これ、絶対萎縮して事実ねじ曲げるよね。
「は?」
私は、連れてこられた場所からの光景に言葉を失った。
「何だ。この大艦隊は。」
「何かおかしなことでも?」
私の驚愕に村田少佐はさも当然といった顔で問いかけてくる。
「村田少佐、この艦隊は貴国の国防を担う大事な戦力ではないのですか。」
「ああ。これ。ヒロ警備府の常駐艦隊です。今見てるのが、前衛空母打撃群。その後ろに第一水雷戦隊で、更に砲撃戦隊。そして、私たちが属する司令直隷艦隊。その後ろが、航空戦闘艦隊。最後に後衛水雷艦隊。
艦隊周囲はこの秋風のような汎用駆逐艦と対潜駆逐艦、対空駆逐艦で囲まれています。そして、あれがこの艦隊の総旗艦。薩摩級戦艦四番艦の会津です。
その横にいるのが、翔鶴級空母6番艦の峰鶴で、この二隻で、艦隊司令部を組織しています。
中尉はこのままで行けば、明日昼にはあの峰鶴に移っていただきます。」
この規模で警備府の常駐艦隊とは恐れ入った。
「ところで先ほどから聞こえるこの轟音は?」
「空母艦載機の艦隊護衛編隊です。今飛んでいったのは。前衛空母打撃群旗艦の黄龍所属機で、あれは16式噴式戦闘機艦上仕様機ですね。」
噴式とは何かと問うと、どうやら、皇国でやっと技術研究が始まったレベルの新型航空発動機に酷似している理論で飛ぶ機体らしい。
「詳しいですね。」
「ああ。私、ミリオタなんです。その中でも海軍兵器オタク。好きこそものの上手なれってね。」
訊けば、兵器好きが高じて、海軍大学校を受けたが落ちて、併願していた、国立大学の医学部に入ったあと、軍属医として5年間この駆逐艦に乗っているらしい。

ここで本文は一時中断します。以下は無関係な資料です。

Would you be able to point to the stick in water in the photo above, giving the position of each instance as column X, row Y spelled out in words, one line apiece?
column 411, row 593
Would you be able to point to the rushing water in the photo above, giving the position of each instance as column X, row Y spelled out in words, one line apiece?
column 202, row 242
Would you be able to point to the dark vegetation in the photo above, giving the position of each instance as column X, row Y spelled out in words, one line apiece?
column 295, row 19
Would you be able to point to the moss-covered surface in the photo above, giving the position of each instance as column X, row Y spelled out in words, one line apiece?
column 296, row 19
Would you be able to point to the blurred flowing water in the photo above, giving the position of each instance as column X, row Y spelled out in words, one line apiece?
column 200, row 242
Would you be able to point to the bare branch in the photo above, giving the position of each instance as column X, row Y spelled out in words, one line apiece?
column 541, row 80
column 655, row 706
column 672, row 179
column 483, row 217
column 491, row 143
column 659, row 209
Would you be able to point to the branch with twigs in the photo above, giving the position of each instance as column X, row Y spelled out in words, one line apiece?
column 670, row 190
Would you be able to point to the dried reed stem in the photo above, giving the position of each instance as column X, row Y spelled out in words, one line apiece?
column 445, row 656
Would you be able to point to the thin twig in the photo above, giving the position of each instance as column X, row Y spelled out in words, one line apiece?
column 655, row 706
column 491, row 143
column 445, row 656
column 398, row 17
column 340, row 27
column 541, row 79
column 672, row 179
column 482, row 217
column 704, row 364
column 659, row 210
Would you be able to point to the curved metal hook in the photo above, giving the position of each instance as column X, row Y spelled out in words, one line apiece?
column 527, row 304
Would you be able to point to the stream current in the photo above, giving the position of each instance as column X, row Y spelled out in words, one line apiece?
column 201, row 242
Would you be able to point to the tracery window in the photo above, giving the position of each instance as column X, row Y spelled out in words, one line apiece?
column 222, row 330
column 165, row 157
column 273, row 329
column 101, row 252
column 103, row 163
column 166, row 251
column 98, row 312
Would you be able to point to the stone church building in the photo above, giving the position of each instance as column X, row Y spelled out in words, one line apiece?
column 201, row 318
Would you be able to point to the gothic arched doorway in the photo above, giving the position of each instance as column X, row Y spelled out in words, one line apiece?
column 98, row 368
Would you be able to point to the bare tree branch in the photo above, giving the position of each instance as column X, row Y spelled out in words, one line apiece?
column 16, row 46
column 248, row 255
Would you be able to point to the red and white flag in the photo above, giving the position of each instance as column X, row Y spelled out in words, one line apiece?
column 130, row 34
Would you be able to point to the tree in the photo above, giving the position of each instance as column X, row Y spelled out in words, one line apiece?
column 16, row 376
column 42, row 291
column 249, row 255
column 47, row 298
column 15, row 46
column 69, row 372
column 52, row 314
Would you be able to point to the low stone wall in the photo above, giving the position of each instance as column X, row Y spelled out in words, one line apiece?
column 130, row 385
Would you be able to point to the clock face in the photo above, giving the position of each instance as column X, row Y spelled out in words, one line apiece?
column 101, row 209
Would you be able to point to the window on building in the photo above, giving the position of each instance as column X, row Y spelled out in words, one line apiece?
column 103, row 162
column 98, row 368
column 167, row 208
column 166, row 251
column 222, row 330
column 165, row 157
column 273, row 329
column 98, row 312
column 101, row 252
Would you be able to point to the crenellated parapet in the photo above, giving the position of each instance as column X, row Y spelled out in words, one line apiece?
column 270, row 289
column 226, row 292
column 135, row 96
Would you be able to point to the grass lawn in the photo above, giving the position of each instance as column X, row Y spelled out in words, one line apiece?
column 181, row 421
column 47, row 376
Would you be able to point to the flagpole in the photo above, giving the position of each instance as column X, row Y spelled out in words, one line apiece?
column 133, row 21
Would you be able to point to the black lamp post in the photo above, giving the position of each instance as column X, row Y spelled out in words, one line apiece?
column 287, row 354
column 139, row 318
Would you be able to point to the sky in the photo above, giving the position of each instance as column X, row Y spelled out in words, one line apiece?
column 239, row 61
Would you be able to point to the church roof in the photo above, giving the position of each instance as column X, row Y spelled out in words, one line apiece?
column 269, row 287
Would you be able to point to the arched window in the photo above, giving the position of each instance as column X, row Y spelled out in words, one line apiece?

翌日、私の身柄は村田少佐の言うとおり、駆逐艦秋風から空母峰鶴に移った。
峰鶴に乗って驚いたのは、甲板がなにやら樹脂のようなもので覆われその上に、固い石のようなもので装甲加工が施されていることと、発艦と着艦が、同時に行われていること。そして、何より、右舷側に張り出した甲板だった。
「驚かれましたか。」
もう一つ驚いたのは、この船の船医は、艦長だった。
「驚きっぱなしです。」
「役職だけしか告げていませんでしたね。航空母艦峰鶴艦長兼船医の内藤由香です。」
また女性だ。聞けば、船医が女性の空母を艦隊内で探したらこの艦だけ該当し、内藤氏が艦長兼務なのはただ単に彼女が医師免許を取得しているからと言う単純な理由だった。
内藤氏の階級は、少将補。資格上、能力上は少将として申し分ないものの、経験が足りないものが付く階級らしく内藤氏も、苦笑交じりに、「とりあえず一息入れろってことよ。がんばりすぎてもいけない。焦ってもね。」と話していた。
「昔、我が国が、大洋を挟んだ大国と戦争になったとき、唯一成功した撤退戦を指示した提督の言葉が、私は好きなの。『帰ろう。帰ればまた来られるから。』っていうもの。奉職以来、私はこの言葉を胸に刻んで一歩づつここまで来た。だから急がない。それにまだ若いしね。」
聞けば彼女たちの国における国防意識は非常に高く、幼いものでは3歳から兵学校に通うものも居ると聞く。そんな環境なので、彼女たちの国における成人年齢で中位士官というものも多いらしい。
「言いにくいだろうし、他国の呼び方に当てはめて、准将で良いわ。」
「では、内藤准将はおいくつなのですか?」
「ん?27。あと2ヶ月で8かな。
私が、海軍の飛行兵となるべく海軍兵学校の門をたたいたのが15の時。目標であった、海軍空母航空隊所属となったのが兵学校卒業と同時の18の時。以来7年間ずっと飛んできた。
「おつかれさま。」
その後准将の部屋に案内されて、准将達の目的を聞いた。
翌日、艦隊は止まっていた。全体の大きさは変わらず、数と密度を上げて。